Je voudrais que votre ami[1] eût assez de temps pour travailler à rendre ce service ; mais il a un ami[2] qui est actuellement à sa terre, et qui a tout ce qu’il faut pour venger la vertu et la probité si longtemps outragées. Il a du loisir, de la science, et des richesses : qu’il écrive quelque chose de net, de convaincant ; qu’il le fasse imprimer à ses dépens, on le distribuera sans le compromettre ; je m’en chargerai, il n’aura qu’à m’envoyer le manuscrit : cet ouvrage sera débité comme les précédents que vous connaissez, sans éclat et sans danger. Voilà ce que votre ami devrait lui représenter.

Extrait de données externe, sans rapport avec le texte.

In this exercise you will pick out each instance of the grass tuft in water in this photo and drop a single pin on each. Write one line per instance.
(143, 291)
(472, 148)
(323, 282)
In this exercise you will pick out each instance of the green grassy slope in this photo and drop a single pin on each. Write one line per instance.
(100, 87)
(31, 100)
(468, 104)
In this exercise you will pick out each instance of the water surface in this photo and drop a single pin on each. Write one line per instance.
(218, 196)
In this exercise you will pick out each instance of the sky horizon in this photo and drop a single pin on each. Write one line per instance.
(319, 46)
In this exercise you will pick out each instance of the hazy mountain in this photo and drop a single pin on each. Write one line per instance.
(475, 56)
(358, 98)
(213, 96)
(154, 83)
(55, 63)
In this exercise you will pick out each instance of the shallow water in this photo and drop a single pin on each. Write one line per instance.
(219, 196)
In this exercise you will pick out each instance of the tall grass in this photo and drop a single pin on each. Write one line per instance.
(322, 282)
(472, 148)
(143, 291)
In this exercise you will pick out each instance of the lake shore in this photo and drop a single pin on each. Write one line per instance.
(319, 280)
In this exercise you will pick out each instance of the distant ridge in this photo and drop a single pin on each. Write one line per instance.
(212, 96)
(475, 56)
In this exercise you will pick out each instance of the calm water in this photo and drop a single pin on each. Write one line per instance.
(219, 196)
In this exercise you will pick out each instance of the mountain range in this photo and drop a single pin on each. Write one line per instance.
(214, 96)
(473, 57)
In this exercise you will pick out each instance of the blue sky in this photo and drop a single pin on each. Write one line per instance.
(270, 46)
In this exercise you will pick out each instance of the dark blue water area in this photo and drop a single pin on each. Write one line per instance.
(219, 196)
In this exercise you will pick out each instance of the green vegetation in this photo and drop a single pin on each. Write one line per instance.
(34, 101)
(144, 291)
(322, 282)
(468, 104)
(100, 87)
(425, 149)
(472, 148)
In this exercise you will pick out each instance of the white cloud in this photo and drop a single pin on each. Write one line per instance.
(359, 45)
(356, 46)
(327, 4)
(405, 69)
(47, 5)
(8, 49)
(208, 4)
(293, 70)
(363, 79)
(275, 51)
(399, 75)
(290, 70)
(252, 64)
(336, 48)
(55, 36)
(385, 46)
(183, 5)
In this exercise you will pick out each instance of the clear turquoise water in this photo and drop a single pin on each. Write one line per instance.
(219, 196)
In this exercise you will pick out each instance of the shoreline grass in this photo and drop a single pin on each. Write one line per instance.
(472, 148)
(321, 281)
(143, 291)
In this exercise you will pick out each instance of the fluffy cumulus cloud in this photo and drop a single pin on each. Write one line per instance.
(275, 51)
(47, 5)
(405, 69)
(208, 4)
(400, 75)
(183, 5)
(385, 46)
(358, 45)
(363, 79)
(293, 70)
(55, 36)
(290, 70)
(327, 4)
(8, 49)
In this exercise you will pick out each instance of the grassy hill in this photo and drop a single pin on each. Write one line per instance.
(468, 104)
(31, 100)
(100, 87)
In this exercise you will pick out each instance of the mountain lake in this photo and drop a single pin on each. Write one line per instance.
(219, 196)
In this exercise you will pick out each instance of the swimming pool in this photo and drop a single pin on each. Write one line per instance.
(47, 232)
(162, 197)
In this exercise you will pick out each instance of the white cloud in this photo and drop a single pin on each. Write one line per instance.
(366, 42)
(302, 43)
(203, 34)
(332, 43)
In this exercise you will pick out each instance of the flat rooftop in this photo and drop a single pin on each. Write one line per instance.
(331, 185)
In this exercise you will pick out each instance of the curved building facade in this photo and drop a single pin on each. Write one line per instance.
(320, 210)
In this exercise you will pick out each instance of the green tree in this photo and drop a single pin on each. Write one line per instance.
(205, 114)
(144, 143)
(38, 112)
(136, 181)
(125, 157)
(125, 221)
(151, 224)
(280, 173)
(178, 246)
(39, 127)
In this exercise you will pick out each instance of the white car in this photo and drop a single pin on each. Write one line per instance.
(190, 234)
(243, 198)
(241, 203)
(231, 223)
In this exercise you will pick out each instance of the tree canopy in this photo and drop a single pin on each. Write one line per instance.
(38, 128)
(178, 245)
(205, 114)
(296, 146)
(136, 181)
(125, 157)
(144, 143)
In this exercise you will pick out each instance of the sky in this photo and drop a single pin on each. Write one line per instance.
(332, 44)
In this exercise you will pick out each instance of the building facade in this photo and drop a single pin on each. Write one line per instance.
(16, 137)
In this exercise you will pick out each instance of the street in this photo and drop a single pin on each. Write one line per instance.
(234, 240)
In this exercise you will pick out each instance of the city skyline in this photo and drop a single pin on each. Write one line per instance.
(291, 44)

Parlez-lui, engagez-le à obtenir une chose si aisée et si nécessaire. On se donne quelquefois bien des mouvements dans le monde pour des choses qui ne valent pas celle que je vous propose. Employez, votre ami et vous, toute la chaleur de vos belles âmes dans une chose si juste.

Je demande pardon à frère Thieriot, c’est-à-dire à frère indolent, d’être aussi indolent que lui, et de ne lui point écrire ; mais je compte que ma lettre est pour vous et pour lui.

  1. Diderot.
  2. Helvétius passait à Voré les deux tiers de l’année.